ESMOLA

     Eu dou esmola. Sei que nem sempre ela resultará útil. Talvez resulte pouco útil, ou até mesmo contribua para criar mais  um vício neste mundo de tantos viciados. Não é por vaidade nem para aparecer como caridoso (nem gosto da palavra caridade e suas derivações), mas nem sempre sei recusar uma esmola a alguém. Quando vejo uma pessoa, na pior dentre as piores, me pedindo uma esmola pelo amor de Deus, ou pela luz de meus olhos, ou pelo amor de meus filhos, não sei dizer não. Sei que algumas vezes é chantagem emocional, daquele tipo que mexe fundo na gente. Mas raramente digo não, ou silencio. Quando o pedido é ilustrado com uma ferida ou uma deformidade, então é que não nego mesmo.

     Uma publicidade da prefeitura de Teresina pede que a gente dê cidadania, e não esmola. Mas, como dar cidadania a uma pessoa, seja ela esmoler ou não?
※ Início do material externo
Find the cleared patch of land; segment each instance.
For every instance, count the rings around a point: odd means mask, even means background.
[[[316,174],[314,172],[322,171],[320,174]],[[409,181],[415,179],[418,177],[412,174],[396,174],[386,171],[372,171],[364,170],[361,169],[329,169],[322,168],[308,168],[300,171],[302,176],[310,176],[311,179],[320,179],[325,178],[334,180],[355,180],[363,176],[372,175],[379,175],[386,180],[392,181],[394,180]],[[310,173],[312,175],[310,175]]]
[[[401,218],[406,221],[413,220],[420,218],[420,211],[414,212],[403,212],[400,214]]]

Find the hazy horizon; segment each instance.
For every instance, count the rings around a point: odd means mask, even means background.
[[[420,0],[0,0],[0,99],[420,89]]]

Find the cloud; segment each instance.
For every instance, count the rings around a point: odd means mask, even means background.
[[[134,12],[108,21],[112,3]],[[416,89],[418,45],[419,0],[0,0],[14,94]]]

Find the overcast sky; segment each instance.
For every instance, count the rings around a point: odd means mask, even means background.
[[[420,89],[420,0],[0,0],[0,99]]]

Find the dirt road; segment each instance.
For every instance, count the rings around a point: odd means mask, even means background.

Cidadania não é um objeto; é um processo lento e longo. Não se efetiva em alguns minutos. Será que não dar uma esmola já é um princípio de cidadania?

     Essa intenção de dar cidadania me lembra um conto de um escritor gaúcho. Ele ganhou um prêmio de um restaurante chique e levou vários mendigos para jantar com ele lá. Não ficou nenhum cliente no restaurante e ainda esculhambaram com ele durante vários dias. É fácil as pessoas dizerem que se deve dar cidadania aos miseráveis, contanto que ninguém os traga para perto delas nem para os lugares elegantes que elas frequentam com seus amiguinhos. Elas sempre acham que nada têm a ganhar com os lascados da vida.

     Aqui em Teresina, há uma senhora cuja face denota fome, tristeza, desamparo. Traja-se com roupas simples, limpas e sem farrapos. Ela já foi fotografada por alguém e exposta no Facebook, com uma frase dizendo: “Você já foi abordado por ela lhe pedindo uma esmola.” Os comentários nesta postagem chegaram aos milhares, a maioria em tom humorístico. Eu já fui abordado por ela, sim. Quando topa comigo, diz, numa voz penosa e cheia de mágoa: “Moço, ô, moço, me dê uma ajuda.” É tão dolente o modo como ela fala, que eu não resisto e lhe dou alguns trocados quando tenho. Quando não tenho, digo-lhe algumas palavras de consolo. Ela se afasta logo, não quer ouvir. Não aparenta nenhum problema de saúde. Presumo que pode trabalhar para ganhar algum. Pensando nisso, resolvi não lhe dar mais esmola, pois já o havia feito várias vezes. Senti-me explorado. Precisava acabar com isso. Parece até que ela já me conhecia e me considerava um porto seguro para receber algum.

     Um belo dia, porém, em plenas 3 horas da tarde, eu ia a pé pela  Eliseu Martins, quando a vi no mesmo lado da rua em que eu ia. Passei para o outro lado. Ela fez o mesmo e,aproximando-se de mim, foi dizendo: “Moço, ô, moço...”  Não olhei para ela e fiz que não ouvi. Ela não desistiu e cravou:  “Moço, ainda não almocei hoje.” Parei como se impedido por uma força oculta. “Me arranje um real pra mim completar meu almoço.” Não tive como recusar. Talvez fosse mentira. Mas fazer o quê? Nem sempre tenho sangue frio diante da miséria ou de sua simulação.